You will find a mind-boggling anthology of everything Aretha recorded from 1960 to 1966. You’ll find a tasty morsel of a DVD of her performing in 1964 on the Steven Allen Show. You’ll find hits, soaring standards, sensitive tributes, and unique interpretations of songs of the day. And you’ll also find clunkers, near misses, miscalculations, and poorly-comprised arrangements. Everything’s there: beauty marks and moles alike. For black women performers of the day like Dinah Washington and Ella Fitzgerald, it was the era of “evening gown jazz,” arrangements of jazz standards and jazzy pop tailored to appeal to white audiences. In many cases, the bands were made up of competent imports from the big band era instructed to “jazz it up” (but not too much).
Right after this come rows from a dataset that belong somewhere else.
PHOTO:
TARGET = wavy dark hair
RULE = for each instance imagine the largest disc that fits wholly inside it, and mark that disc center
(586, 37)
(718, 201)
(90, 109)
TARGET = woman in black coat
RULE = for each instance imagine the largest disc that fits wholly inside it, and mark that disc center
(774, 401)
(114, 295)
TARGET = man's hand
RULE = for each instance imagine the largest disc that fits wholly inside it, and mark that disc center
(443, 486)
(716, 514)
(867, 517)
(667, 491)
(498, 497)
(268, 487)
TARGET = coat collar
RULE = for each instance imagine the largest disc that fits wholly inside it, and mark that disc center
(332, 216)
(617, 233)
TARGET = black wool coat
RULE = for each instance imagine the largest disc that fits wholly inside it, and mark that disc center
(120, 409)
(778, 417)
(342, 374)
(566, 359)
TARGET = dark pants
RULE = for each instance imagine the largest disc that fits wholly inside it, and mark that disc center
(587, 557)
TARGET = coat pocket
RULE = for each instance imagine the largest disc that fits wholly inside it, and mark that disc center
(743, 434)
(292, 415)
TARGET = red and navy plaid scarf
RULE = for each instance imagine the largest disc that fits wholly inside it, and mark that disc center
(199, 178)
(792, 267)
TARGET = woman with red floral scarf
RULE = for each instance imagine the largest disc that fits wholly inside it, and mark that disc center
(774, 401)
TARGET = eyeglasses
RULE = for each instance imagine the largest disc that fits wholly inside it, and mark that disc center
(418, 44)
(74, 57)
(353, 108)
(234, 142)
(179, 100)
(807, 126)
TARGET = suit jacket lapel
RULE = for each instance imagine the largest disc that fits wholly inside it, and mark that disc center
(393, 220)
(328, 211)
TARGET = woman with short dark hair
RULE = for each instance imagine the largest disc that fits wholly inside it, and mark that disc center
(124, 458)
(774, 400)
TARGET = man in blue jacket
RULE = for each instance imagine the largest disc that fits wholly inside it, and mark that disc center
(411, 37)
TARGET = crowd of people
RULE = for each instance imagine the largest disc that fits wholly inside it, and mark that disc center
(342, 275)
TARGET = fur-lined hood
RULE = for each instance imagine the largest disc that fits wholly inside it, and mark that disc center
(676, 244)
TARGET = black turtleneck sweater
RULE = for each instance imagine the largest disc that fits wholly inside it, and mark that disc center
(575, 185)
Producers freely threw in backup singers, often superfluously (unlike “Respect’s” “sock-it-to-me” backup of Aretha’s sisters, Carol & Erma, and Cissy Houston). This is apparent in some of Aretha’s early songs like “Follow Your Heart” in "A Bit of Soul" and “Here Today and Gone Tomorrow” and “I May Never Get to Heaven” in Tiny Sparrow: The Bobby Scott Sessions. Some songs overdid the brass accompaniment like “Moon River” and “Harbor Lights.” It was as if Columbia didn’t believe Aretha could fully carry the songs with subtle instrumentation. (This reminds me of the way Paramount Pictures inserted sentimental tunes in the Marx Brothers’ first comedy, The Cocoanuts.) But carry them she did and often her inherent soulfullness pops out. In many cases she waits almost until the end of the song to belt out what’s in her heart, like “Tiny Sparrow” and “Johnny.” Unforgettable: A Tribute to Dinah Washington is the most consistently compelling of her early albums, coming out as it did shortly after Washington’s untimely death in December of 1963. But for a glimpse of the real soulful Aretha, you have to wait for 1965’s The Queen in Waiting, with its lively renditions of “Mockingbird” and “Evil Gal Blues.” There are even songs from the failed “girl-group sound” packaging of Aretha: Call me corny, but I still like “The Shoop Shoop Song (It’s in His Kiss)” and “My Guy.” Mono track duplicates of many songs released as 45s are also included.
Slightly disappointing is the included DVD of her 1964 appearance on The Steve Allen Show. While it’s great to see her accompany herself on the piano in “Rockabye Your Baby” and “Skylark,” it lasts only fifteen minutes! Couldn’t they have included a few more live performances? A cursory spin on YouTube reveals scrumptious videos of “The Shoop Shoop Song” and “Mockingbird.”
This set, while not perfect, is a must have for the Aretha completists, for those who matured musically in that era, and all who love the Queen of Soul no matter what she sang.